The Greek noun aphedron is a term for latrine.

The word occurs twice in the New Testament (Matthew 15:17, Mark 7:19) and was unknown in classical texts. The Vulgate rendered the term secessus, latrine. Wycliffe avoided the reference to a privy with "and beneath it goeth out," while Martin Luther translated the word as natürliche Gang ("natural course"), though Tyndale's "and goeth out into the draught" is more clear. Perhaps due in part to Luther's "natural course," various 18th and 19th Century scholars assumed it was a euphemism for the human bowel. However the discovery and publication of an inscription at Pergamon confirmed that the word does, as per Latin secessus, in fact mean latrine.
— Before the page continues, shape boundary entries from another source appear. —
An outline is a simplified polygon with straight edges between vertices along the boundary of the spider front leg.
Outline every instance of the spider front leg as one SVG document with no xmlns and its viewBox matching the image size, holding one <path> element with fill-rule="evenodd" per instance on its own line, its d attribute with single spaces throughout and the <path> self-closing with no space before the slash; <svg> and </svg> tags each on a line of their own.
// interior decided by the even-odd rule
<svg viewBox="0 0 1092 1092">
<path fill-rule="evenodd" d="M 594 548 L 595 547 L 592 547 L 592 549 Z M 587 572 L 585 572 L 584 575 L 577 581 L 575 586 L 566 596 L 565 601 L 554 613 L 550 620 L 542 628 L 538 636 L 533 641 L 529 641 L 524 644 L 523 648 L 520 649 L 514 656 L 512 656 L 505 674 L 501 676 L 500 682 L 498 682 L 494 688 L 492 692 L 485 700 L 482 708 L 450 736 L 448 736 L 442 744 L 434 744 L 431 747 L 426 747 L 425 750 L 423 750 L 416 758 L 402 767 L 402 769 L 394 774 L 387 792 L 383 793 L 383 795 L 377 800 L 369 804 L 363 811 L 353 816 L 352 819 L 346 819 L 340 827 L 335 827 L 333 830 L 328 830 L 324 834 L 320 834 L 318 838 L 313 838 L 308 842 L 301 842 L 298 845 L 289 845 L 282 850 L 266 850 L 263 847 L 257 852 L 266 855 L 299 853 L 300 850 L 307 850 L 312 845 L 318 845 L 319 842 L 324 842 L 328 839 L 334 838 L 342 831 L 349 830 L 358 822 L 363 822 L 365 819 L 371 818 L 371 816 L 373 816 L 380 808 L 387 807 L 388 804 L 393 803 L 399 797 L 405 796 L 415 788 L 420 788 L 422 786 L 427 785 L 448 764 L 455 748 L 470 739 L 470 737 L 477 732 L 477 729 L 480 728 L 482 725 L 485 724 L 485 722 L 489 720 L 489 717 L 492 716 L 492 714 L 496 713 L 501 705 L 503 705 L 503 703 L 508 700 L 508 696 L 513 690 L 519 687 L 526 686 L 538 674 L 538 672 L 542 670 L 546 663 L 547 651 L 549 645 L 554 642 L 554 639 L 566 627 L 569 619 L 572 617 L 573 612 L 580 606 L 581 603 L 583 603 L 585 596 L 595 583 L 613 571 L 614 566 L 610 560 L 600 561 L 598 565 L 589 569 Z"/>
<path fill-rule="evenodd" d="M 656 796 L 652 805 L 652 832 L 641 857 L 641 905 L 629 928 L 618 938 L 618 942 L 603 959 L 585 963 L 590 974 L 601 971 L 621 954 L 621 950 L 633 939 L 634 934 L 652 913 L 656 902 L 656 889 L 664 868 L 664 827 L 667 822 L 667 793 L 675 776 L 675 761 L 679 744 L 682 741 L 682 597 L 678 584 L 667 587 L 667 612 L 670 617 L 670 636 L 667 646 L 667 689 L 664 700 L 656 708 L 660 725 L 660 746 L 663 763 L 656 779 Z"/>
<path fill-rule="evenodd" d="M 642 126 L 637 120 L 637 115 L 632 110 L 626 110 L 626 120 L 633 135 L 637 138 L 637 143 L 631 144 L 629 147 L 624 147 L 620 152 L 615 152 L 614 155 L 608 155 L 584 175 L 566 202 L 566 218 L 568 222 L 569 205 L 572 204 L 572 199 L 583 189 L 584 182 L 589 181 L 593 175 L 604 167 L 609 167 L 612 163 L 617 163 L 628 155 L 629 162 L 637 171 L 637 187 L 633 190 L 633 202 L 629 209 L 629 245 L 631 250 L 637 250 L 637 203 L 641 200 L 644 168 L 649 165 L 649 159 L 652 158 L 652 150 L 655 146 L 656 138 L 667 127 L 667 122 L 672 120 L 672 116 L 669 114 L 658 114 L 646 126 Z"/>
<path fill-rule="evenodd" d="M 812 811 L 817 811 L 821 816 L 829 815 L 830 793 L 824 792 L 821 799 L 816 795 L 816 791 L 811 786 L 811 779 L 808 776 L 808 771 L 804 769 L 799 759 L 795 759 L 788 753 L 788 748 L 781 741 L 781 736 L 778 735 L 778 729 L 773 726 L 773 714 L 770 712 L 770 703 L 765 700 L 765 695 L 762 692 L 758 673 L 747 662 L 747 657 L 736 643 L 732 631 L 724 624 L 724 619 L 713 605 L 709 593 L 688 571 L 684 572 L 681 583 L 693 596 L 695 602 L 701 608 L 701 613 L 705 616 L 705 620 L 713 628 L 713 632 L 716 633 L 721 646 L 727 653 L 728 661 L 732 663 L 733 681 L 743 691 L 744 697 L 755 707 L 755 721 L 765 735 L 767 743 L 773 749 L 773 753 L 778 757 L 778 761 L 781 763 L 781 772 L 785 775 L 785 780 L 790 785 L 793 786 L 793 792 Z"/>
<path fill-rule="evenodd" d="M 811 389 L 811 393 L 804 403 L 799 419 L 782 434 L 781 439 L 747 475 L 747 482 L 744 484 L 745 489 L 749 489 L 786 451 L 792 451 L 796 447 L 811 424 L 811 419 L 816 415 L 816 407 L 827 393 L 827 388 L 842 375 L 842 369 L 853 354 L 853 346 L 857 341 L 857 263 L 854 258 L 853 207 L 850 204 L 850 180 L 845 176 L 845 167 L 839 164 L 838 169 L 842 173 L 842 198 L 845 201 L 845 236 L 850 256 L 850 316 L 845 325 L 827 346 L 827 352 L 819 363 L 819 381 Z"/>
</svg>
Further the Mark 7:19 verse says "out into the afedron, cleaning all meats" which makes no sense if the meat is still lodged in the lower intestine.

Inscription 
The following is a transcription and translation of the relevant text from Lex de astynomis Pergamenorum ("Law of the town clerks of Pergamon") following the Greek text as published by Klaffenbach (1954).

483.220 ΑΦΕΔΡΩΝΩΝ = Concerning privies.
ΟΙ ΑΣΤΥΝΟΜΟΙ = the town clerks ΕΠΙΜΕΛΕΙΑΝ = care (f.acc.) ΠΟΙΕΙΣΘΩΣΑΝ = shall make ΤΩΝ ΤΕ = of the ΔΗΜΟΣΙΩΝ = public ΑΦΕΔΡΩΝΩΝ = privies, ΚΑΙ ΤΩΝ = and of ΕΞ ΑΥΤΩΝ = out of them ΥΠΟΝΟΜΩΝ = sewers pl. ΚΑΙ ΕΑΝ = and if ΤΙΝΕΣ = some ΜΗ ΣΤΕΓΝΟΙ = not covers/lids pl. ΥΠΑΡΧΩΣΙΝ = already in existence ΚΑΙ ΤΩΝ.... = and of.... (text broken)

Translation: Concerning WCs. The town clerks shall maintain the public WCs and their outpipes. And if some of them are not covered and of them... (text broken).